When much of Fisher’s work first appeared, she was relegated by many to the menial category of food writer. Being female and beautiful didn’t help her get taken seriously, either; a 1942 Newsweek review of one of her books describes her as “a blonde gorgeous enough to eat.” Even so, a staunch group of admirers, including editors at The New Yorker and The Atlantic Monthly, continued to recognize the value of her work. Eventually cuisine was elevated to high art, women’s voices were allowed to be heard, and M.F.K. Fisher was unofficially appointed patron saint of the foodie generation. She became — though she shuddered to hear it — famous.
Fisher died in 1992, just shy of her 84th birthday. Appreciation for her work has continued to grow, proving that many readers see the truth of her observation: “There is a communion of more than our bodies when bread is broken and wine is drunk.”
I discovered Fisher’s work in the early 1970s, thanks to my first mother-in-law, a librarian, who also introduced me to the pleasures of A.J. Liebling and Craig Claiborne, among others. (I’m still grateful to Connie for sharing her love of food and books, though my marriage to her son has been history for close to 30 years.) This profile, which has been updated, came about when my editor at a now-defunct magazine suggested that I ask Fisher for an interview. I was shy about phoning someone I admired so much, but when I finally got up the nerve, the great lady could not have been more cordial. “Sure, honey,” Fisher said, “Come on over!”
I showed up at her house on August 15, 1989, accompanied by the man who would become my husband. Though Joe was also a journalist, we had never worked together; still, when he heard who I was going to interview, he refused to be left behind. It was lucky he was there: Fisher, a passionate character even in her eighties, clearly loved men, and flirted like crazy with Joe throughout the interview. I suspect it was a much livelier conversation than we would have had if I’d come alone.
KEEP OUT. CROSS FIRE. RIFLE RANGES.
The sign was unequivocal, but no one, it seems, kept out. During the last years of M.F.K. Fisher’s life, an increasing number of the reverent and the curious ignored the warning, bouncing down a rutted one-lane road to a little pink-and-white stucco house with a shingled roof. There, they shuffled respectfully into the presence of a reed-thin, gray-haired woman with a crackly voice and piercing wit, recording her words, noting her thoughts, and making her thoroughly uncomfortable with their praise.

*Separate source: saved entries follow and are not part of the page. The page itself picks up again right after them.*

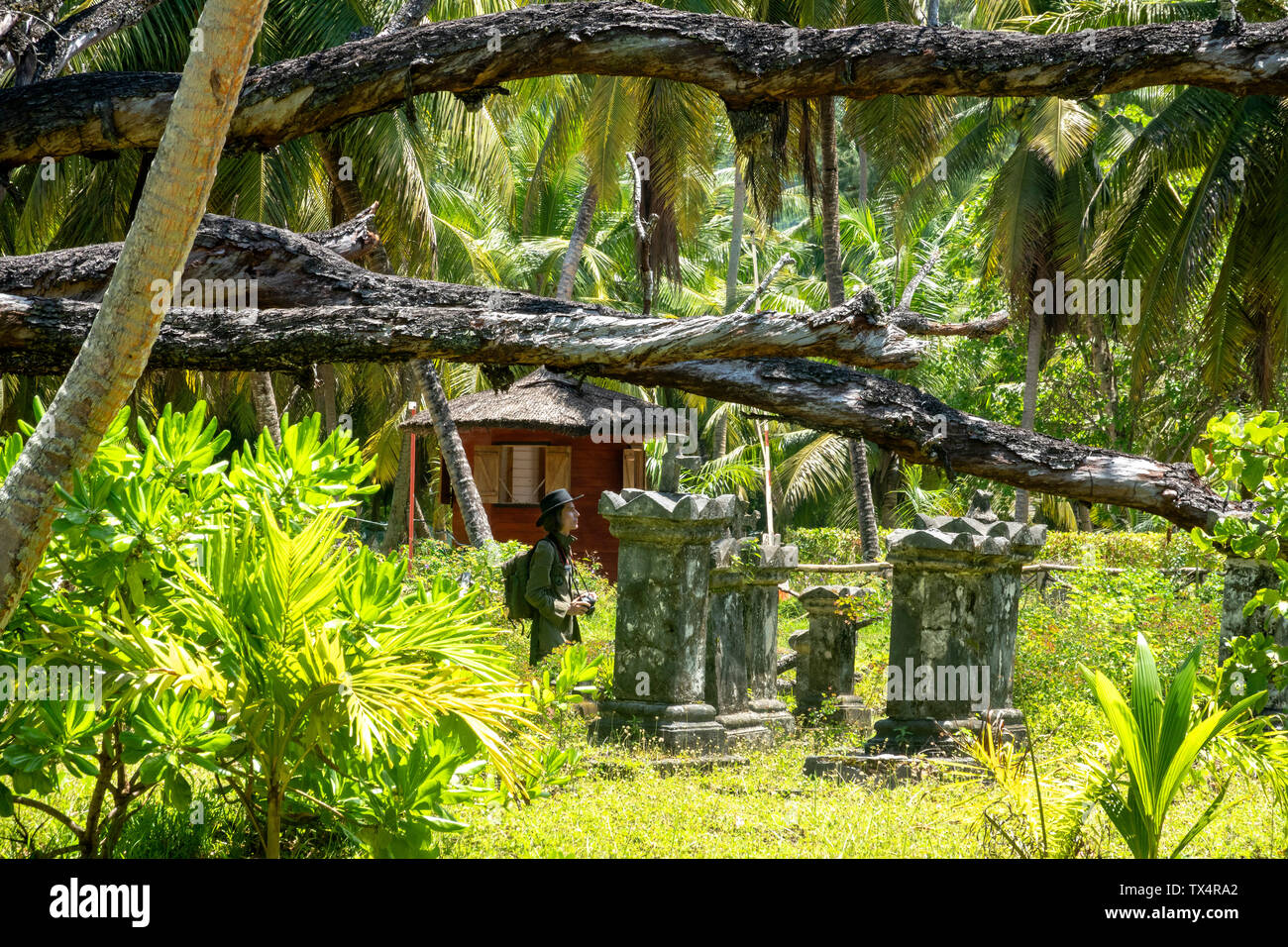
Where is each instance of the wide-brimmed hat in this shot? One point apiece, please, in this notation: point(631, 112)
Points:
point(554, 500)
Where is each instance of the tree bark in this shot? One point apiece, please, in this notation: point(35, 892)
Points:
point(858, 451)
point(116, 351)
point(266, 405)
point(327, 394)
point(576, 243)
point(477, 527)
point(909, 423)
point(720, 436)
point(40, 335)
point(78, 33)
point(1031, 367)
point(226, 248)
point(395, 528)
point(745, 62)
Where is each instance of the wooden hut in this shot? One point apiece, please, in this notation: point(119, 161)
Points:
point(544, 432)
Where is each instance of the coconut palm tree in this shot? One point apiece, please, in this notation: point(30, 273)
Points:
point(115, 352)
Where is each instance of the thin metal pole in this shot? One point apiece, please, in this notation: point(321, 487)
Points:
point(411, 497)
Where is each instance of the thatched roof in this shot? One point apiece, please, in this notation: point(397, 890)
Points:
point(545, 401)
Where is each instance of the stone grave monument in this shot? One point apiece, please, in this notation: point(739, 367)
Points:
point(956, 587)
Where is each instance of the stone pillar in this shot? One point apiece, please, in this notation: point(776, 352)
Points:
point(1243, 579)
point(661, 637)
point(824, 664)
point(742, 637)
point(956, 589)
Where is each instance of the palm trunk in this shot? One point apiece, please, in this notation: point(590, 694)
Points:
point(266, 405)
point(831, 204)
point(720, 437)
point(858, 450)
point(116, 350)
point(395, 530)
point(863, 175)
point(580, 231)
point(449, 441)
point(477, 528)
point(1030, 398)
point(327, 393)
point(1103, 364)
point(273, 822)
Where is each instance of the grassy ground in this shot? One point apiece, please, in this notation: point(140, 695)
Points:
point(621, 806)
point(769, 808)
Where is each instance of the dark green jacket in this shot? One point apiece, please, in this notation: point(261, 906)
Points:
point(550, 592)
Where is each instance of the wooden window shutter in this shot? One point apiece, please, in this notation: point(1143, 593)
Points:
point(445, 483)
point(487, 474)
point(558, 468)
point(632, 468)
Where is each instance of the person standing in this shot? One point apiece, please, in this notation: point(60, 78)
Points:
point(550, 579)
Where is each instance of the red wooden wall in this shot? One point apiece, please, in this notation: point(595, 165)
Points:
point(595, 468)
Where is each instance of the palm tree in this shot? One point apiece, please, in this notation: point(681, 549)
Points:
point(116, 350)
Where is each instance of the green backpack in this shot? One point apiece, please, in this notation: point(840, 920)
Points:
point(515, 571)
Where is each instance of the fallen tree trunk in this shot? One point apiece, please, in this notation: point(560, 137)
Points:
point(745, 62)
point(922, 429)
point(226, 249)
point(824, 397)
point(316, 307)
point(40, 335)
point(818, 395)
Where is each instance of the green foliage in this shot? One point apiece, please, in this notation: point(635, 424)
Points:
point(1159, 740)
point(1249, 459)
point(1256, 665)
point(244, 637)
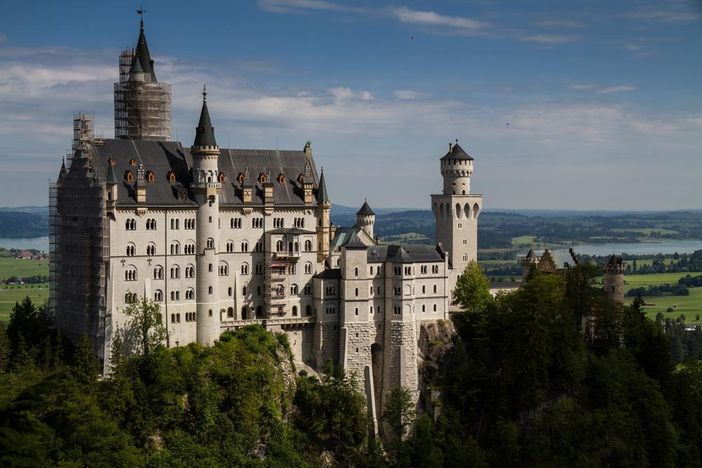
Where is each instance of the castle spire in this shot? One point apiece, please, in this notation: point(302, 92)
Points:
point(142, 51)
point(322, 195)
point(204, 133)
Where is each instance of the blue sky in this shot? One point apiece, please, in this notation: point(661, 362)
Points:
point(584, 105)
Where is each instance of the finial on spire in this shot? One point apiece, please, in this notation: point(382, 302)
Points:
point(140, 12)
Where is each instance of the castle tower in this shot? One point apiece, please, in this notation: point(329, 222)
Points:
point(142, 104)
point(456, 211)
point(206, 188)
point(324, 227)
point(365, 219)
point(613, 283)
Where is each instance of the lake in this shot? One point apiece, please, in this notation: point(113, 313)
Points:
point(640, 248)
point(39, 243)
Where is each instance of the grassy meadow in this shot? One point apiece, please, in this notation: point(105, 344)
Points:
point(689, 306)
point(10, 294)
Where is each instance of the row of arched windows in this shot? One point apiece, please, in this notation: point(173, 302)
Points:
point(468, 211)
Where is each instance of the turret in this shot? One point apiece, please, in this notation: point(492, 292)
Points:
point(613, 283)
point(324, 227)
point(206, 188)
point(456, 169)
point(142, 104)
point(365, 219)
point(456, 211)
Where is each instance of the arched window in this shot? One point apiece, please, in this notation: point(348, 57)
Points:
point(130, 273)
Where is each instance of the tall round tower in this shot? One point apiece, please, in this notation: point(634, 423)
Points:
point(456, 211)
point(365, 219)
point(613, 283)
point(206, 187)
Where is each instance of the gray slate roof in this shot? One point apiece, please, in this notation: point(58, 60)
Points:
point(457, 152)
point(162, 157)
point(365, 210)
point(408, 253)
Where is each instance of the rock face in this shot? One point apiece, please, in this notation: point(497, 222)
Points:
point(435, 340)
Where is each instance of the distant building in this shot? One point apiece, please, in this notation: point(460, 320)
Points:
point(223, 238)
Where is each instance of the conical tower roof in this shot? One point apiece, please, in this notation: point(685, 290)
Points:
point(204, 133)
point(365, 210)
point(322, 195)
point(456, 152)
point(142, 54)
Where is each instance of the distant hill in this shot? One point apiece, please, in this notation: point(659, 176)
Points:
point(22, 225)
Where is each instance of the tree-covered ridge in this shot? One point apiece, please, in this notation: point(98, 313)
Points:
point(237, 403)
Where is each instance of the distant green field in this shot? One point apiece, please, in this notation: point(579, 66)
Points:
point(523, 240)
point(22, 268)
point(690, 306)
point(9, 295)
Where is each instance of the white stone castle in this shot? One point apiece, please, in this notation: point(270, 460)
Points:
point(224, 238)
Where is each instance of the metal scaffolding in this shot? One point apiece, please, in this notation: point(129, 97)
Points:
point(142, 106)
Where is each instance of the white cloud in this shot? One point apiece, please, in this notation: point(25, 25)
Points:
point(599, 89)
point(407, 94)
point(582, 86)
point(616, 89)
point(430, 18)
point(549, 39)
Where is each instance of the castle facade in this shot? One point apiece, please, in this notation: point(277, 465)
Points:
point(222, 238)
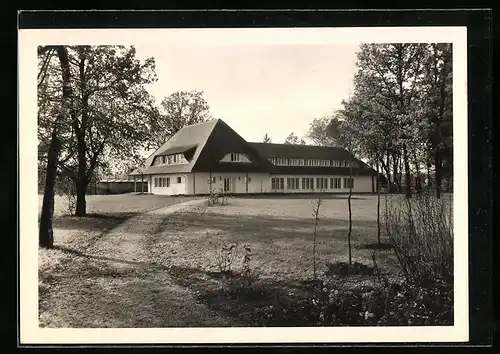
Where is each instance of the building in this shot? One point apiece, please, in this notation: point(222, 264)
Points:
point(211, 156)
point(120, 184)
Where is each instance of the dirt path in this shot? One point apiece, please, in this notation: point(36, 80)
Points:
point(122, 280)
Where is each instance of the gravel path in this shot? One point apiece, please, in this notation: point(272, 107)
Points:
point(121, 281)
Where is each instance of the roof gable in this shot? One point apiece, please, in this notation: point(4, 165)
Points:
point(222, 141)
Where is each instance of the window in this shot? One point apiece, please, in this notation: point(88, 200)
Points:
point(292, 183)
point(348, 183)
point(335, 183)
point(235, 158)
point(321, 183)
point(277, 183)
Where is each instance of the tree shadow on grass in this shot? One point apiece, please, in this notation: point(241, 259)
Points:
point(137, 264)
point(230, 294)
point(376, 246)
point(301, 196)
point(268, 226)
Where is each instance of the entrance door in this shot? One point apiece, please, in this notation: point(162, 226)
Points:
point(227, 184)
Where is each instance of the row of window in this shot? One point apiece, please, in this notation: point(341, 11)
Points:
point(282, 161)
point(278, 183)
point(165, 181)
point(168, 159)
point(235, 157)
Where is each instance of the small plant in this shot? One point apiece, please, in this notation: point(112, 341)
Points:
point(421, 232)
point(225, 256)
point(212, 197)
point(316, 206)
point(247, 272)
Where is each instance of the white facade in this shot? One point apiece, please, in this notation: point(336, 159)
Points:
point(242, 183)
point(175, 184)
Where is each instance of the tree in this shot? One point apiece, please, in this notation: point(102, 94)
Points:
point(179, 109)
point(294, 139)
point(46, 233)
point(267, 139)
point(324, 131)
point(438, 108)
point(346, 137)
point(112, 116)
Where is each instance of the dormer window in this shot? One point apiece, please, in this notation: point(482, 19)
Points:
point(235, 158)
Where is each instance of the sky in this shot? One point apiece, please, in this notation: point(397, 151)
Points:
point(257, 88)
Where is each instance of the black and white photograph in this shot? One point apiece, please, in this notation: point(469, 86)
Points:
point(287, 184)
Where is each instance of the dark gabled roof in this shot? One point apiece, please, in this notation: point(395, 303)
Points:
point(225, 140)
point(176, 149)
point(211, 141)
point(269, 150)
point(207, 143)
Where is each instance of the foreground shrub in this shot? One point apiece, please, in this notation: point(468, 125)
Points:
point(421, 232)
point(395, 305)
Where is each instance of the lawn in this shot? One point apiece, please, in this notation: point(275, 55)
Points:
point(157, 265)
point(105, 212)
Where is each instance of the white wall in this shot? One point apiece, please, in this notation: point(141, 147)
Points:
point(197, 183)
point(174, 188)
point(362, 184)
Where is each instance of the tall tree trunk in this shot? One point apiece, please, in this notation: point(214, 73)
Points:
point(46, 233)
point(81, 203)
point(350, 213)
point(429, 165)
point(437, 173)
point(378, 202)
point(407, 172)
point(81, 182)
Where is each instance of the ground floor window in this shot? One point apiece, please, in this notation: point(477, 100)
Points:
point(307, 183)
point(348, 182)
point(335, 183)
point(162, 182)
point(322, 183)
point(292, 183)
point(277, 183)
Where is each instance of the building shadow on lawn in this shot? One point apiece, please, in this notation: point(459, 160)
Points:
point(224, 293)
point(269, 226)
point(300, 196)
point(104, 221)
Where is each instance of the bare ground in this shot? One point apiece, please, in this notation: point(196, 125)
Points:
point(116, 282)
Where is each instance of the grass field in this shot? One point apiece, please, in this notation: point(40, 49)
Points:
point(156, 265)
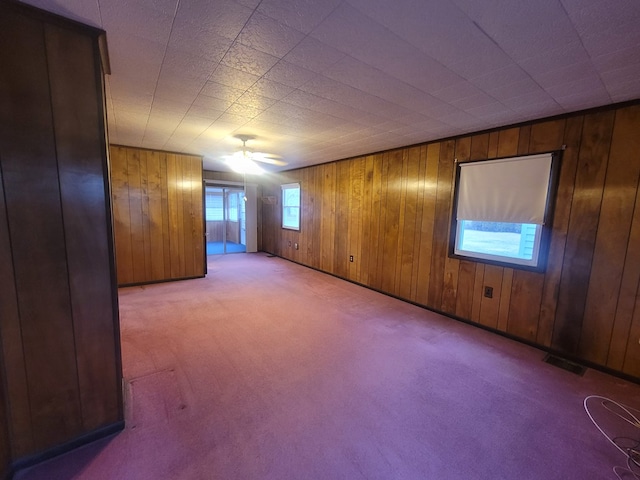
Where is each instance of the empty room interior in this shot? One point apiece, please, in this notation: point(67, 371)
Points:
point(332, 239)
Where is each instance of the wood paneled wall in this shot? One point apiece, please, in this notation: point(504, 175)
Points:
point(58, 302)
point(391, 211)
point(158, 215)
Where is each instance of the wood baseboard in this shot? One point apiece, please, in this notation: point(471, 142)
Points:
point(87, 438)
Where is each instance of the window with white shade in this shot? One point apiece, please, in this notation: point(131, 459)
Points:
point(503, 210)
point(291, 206)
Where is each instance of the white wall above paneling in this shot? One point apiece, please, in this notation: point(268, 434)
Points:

On the eve of her 82nd birthday, Mary Frances Kennedy Fisher had become, much to her surprise, an institution. But the greatest food writer of all was not a food writer at all. Her books are filled with stories, not recipes; her ingredients are people and emotions, not flour and sugar. Food is a metaphor for human passion, and writing about meals a way to illuminate relationships, hopes, and desires. “Her subject matter matters not at all,” said Jack Shoemaker, former editor-in-chief of North Point Press, the Berkeley firm that re-published many of her books during the 1980s. “North Point was interested in her as a literary stylist. She writes exquisitely well, and only secondarily about food.”
From 1970, Fisher lived in the Valley of the Moon, a few miles north of the town of Sonoma, on a ranch owned by her friend David Pleydell-Bouverie, an architect who designed and built her house. When I rang her bell, we were ushered into her bedroom office, a long, narrow room with a wood stove at the center of one wall. Red-painted bookshelves, crammed full, lined the alcove around the stove. The shiny black vinyl tile covering the floor imitated Spanish ceramic. Near the door stood a nondescript wooden desk, heaped with papers; at the other end of the room was a hospital-type bed, with two mobiles slowly twisting above it. The brown summer pastures radiated heat, but the room was cool.